Among the thousands affected by Bernard Madoff's fraud are charities, pension funds and hedge funds.

Those he betrayed included actors Kevin Bacon, Kaira Segovic and John Malkovich, as well as a charity affiliated with Baseball Hall of Fame's Sandy Kofax and director Steven Spielberg.

The owners of the New York Mets, who were longtime clients of Bernard Madoff, fought for years for a good baseball team due to fraudulent losses.

Nobel Peace Prize winner Elie Wiesel, whose foundation lost 15.2 million dollars, said in 2009: "We thought of him as a god, we trusted everything in his hands.

However, some people lost everything, many of them victims from the Jewish community where Bernard Madoff was known as a philanthropist.

His crimes were revealed to authorities in 2008 by his two sons who were not part of the scheme.

The fraud also exposed flaws in the US Securities and Exchange Commission (SEC), which ignored or failed to detect the fraud.

According to ABC News, Bernard Madoff told his lawyers in an interview during his incarceration that "I met with the SEC several times and I thought they reached out to me."

Bernard Madoff was one of the most influential money-makers in Nasdaq and once became its non-executive chairman.

His brokerage firm was located in the Midtown Manhattan Tower, known as the Lipstick Building.

His employees said they considered themselves part of Bernard Madoff's family and were unaware of the ongoing fraud on the second floor. Only a few people he trusted knew about the fraud.

Bernard Madoff said he started the fraud in 1990, but prosecutors and several victims said it started earlier.

Investors were lured into rapid, double-digit annual returns that others could not afford.

The fraud prompted Bernard Madoff and his wife to acquire a number of comforts, including a Manhattan penthouse, a French villa, expensive cars and a combined fortune of 82 825 million.

However, no one close to him was present in the courtroom when US District Judge Danny Chen sentenced him. And no letter from his family, friends or supporters was sent to ease his sentence, citing his good deeds.

"When I started this problem, this crime, I thought I would get out of it," Bernard Madoff told the court. But it became impossible, the more I tried, the more I pushed myself into such a deep pit.

Bernard Madoff also addressed the victims in the courtroom, saying, "I'm sorry, I know this won't help you."

When and how did Bernard Madoff commit fraud?

Bernard Lawrence Madoff was born in New York on April 29, 1938, and was raised in the home of European immigrants who ran a brokerage firm outside their home.

He graduated from Hofstra University in 1960 and moved to Brooklyn Law School shortly thereafter.

Bernard Madoff told New York Magazine in 2011 that he started Bernard L. Madoff Investment Securities the same year using 500 dollars of his savings. He said that he borrowed office space from her father-in-law.

He started selling small, penny stocks in the market and in the early 1970's he became one of the 5 original broker dealers of Nasdaq Trading System.

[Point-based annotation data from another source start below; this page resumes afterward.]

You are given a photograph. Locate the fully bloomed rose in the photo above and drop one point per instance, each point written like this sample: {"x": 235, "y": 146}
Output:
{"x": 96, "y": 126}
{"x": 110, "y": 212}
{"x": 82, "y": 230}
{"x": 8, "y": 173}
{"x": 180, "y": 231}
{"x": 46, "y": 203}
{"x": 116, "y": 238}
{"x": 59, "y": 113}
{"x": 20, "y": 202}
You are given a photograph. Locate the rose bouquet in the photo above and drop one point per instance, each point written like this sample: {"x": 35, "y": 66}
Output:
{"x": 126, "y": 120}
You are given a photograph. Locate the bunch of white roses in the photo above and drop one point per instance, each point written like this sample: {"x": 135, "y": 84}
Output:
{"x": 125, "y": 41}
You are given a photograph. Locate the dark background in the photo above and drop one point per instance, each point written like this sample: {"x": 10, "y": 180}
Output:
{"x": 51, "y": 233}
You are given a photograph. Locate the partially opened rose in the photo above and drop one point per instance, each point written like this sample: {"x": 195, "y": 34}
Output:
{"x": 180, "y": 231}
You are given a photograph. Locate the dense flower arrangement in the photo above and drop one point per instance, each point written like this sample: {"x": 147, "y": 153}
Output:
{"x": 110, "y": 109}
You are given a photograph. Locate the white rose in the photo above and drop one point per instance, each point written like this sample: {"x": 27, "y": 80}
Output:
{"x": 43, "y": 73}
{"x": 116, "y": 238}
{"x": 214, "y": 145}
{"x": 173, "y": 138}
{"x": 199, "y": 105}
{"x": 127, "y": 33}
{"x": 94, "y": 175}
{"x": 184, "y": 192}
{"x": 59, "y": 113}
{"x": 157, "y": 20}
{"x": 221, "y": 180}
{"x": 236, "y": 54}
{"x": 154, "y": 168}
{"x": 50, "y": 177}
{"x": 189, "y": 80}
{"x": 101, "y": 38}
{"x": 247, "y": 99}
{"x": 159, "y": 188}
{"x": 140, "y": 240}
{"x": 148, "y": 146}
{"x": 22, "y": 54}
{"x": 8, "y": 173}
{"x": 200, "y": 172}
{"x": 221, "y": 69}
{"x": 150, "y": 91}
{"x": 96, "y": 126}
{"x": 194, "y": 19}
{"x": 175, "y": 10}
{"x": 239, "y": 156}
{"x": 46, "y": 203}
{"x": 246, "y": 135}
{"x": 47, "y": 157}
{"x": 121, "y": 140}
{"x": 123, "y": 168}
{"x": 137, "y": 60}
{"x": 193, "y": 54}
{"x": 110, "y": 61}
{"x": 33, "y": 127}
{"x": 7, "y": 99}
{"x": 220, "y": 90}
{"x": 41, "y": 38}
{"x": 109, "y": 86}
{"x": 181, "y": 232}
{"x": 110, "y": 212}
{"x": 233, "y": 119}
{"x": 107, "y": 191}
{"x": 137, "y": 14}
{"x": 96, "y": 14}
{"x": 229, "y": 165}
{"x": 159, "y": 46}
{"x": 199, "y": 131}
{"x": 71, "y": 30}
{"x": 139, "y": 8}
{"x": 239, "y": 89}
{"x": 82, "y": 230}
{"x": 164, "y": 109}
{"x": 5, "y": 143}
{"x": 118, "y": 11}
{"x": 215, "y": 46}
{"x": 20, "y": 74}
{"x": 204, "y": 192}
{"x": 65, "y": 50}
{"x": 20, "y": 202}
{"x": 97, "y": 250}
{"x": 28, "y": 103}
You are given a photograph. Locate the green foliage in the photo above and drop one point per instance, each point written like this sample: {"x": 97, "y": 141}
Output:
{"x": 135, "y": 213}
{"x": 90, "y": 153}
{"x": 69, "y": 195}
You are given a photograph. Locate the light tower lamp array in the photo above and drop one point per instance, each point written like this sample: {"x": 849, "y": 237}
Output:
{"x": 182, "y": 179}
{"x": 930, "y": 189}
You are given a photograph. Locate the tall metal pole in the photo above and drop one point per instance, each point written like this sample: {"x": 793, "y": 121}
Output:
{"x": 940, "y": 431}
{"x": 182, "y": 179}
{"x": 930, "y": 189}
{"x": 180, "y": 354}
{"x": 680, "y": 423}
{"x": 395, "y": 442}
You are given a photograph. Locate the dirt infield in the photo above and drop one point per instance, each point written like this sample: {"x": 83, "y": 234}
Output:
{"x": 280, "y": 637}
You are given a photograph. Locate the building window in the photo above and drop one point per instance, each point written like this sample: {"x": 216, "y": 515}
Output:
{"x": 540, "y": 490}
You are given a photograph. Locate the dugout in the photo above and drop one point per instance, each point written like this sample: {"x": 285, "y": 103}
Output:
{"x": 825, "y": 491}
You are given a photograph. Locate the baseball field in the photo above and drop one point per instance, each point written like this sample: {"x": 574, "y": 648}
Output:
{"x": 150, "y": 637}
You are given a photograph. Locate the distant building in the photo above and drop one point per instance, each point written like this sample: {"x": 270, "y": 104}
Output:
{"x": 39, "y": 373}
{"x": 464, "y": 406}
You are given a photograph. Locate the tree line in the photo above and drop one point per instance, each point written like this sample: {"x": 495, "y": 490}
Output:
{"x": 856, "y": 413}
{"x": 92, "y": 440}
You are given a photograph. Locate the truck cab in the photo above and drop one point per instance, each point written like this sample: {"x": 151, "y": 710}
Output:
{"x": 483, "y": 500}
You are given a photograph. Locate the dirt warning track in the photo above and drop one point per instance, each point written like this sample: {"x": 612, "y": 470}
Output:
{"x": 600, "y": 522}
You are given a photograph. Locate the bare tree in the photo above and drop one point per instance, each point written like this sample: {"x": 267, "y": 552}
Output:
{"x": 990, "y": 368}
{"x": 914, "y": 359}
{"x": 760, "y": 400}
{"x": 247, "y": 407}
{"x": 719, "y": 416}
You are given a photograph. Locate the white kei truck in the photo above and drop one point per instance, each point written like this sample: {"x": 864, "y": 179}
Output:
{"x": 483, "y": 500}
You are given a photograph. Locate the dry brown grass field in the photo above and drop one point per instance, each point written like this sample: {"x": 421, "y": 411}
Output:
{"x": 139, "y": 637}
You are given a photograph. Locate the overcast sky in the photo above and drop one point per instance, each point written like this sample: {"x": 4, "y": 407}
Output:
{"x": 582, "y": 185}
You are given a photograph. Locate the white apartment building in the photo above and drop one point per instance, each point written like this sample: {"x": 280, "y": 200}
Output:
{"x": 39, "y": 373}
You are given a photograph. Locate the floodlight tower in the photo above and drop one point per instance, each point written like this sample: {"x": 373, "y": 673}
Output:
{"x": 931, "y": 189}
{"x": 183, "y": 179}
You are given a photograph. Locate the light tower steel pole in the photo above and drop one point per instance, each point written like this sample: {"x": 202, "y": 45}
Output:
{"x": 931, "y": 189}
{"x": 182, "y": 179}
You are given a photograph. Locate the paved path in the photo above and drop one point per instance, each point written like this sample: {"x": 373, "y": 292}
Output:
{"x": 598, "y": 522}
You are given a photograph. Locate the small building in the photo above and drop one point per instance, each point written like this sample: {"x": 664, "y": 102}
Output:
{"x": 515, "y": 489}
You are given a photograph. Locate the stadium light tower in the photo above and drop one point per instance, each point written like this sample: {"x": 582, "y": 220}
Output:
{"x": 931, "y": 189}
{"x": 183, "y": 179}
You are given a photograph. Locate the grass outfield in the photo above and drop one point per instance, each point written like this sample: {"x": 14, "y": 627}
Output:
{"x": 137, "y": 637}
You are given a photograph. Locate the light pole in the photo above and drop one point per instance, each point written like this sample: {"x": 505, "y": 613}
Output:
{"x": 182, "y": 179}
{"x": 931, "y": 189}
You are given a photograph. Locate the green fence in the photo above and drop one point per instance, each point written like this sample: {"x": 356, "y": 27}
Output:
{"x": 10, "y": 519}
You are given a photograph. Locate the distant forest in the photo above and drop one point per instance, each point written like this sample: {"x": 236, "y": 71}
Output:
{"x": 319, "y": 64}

Bernard Madoff supported greater market competition even as the New York Stock Exchange dominated trade and advanced electronic trading.

He had liked cleanliness very much, his offices were decorated with black and gray things. Employees had small paperwork on their desks and matched wedding rings with their watches.

He did well in the 1980s and 1990s and his profits were high. However, as market standards changed, his profits declined, but Bernard's brokerage operations financed his fraud.

Clients were told they would make money through the 'Split-Strike Conversion Strategy'. In which he will buy more stocks on the Standard & Poor's 100 Index and reduce risks by buying and selling on the index.

Bernard Madoff was successful and the customers looked happy, but nothing was real.